A number of topologies can be provisioned for IPsec VPNs, including full-mesh, partial-mesh, hub-and-spoke, and hierarchical IPsec VPNs. Each topology has its own applications and characteristics.
Two of the main problems when scaling IPsec VPNs are the amount of configuration that is necessary on IPsec VPN gateways and the provisioning of IKE authentication. The amount of configuration can be reduced using technologies such as TED and DMVPN. By using digital signature authentication, you can scale IKE authentication.
Another issue that concern when designing IPsec VPNs is high availabilityit is important that hub sites are highly available to ensure constant resource access from spoke sites. High availability can be provided in IPsec VPNs using a variety of techniques, including configuring multiple IPsec peer with IKE keepalives, using HSRP, and using GRE tunnels.

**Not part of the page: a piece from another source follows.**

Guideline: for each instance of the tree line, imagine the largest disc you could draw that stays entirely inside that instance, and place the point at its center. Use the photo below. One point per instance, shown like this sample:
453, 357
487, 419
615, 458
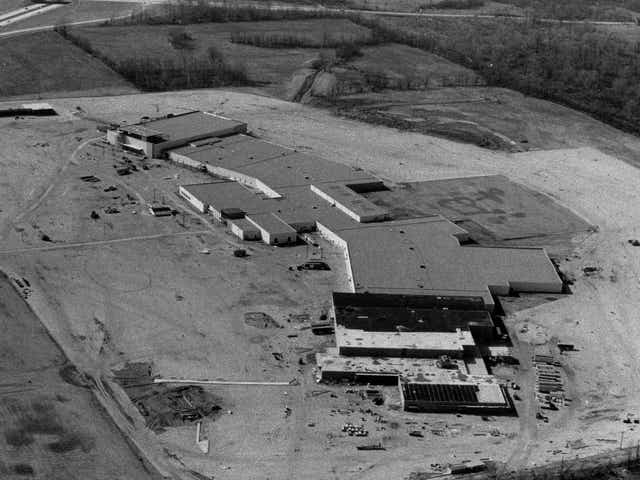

Fragmentation can cause high processor and memory overhead on IPsec VPN gateways and should be avoided if at all possible. This chapter introduced a number of techniques for avoiding fragmentation in an IPsec VPN, including ensuring that end hosts send smaller packets, fixing PMTUD, and using prefragmentation for IPsec.
This chapter also discussed provisioning QoS in IPsec VPNs. Provisioning QoS in an IPsec VPN can be problematical because after user packets are encapsulated by IPsec, information that might otherwise be used to classify traffic is hidden. It may be important when provisioning QoS in an IPsec VPN to consider anti-replay mechanisms. These mechanisms can, in some cases, cause IPsec packets to be dropped.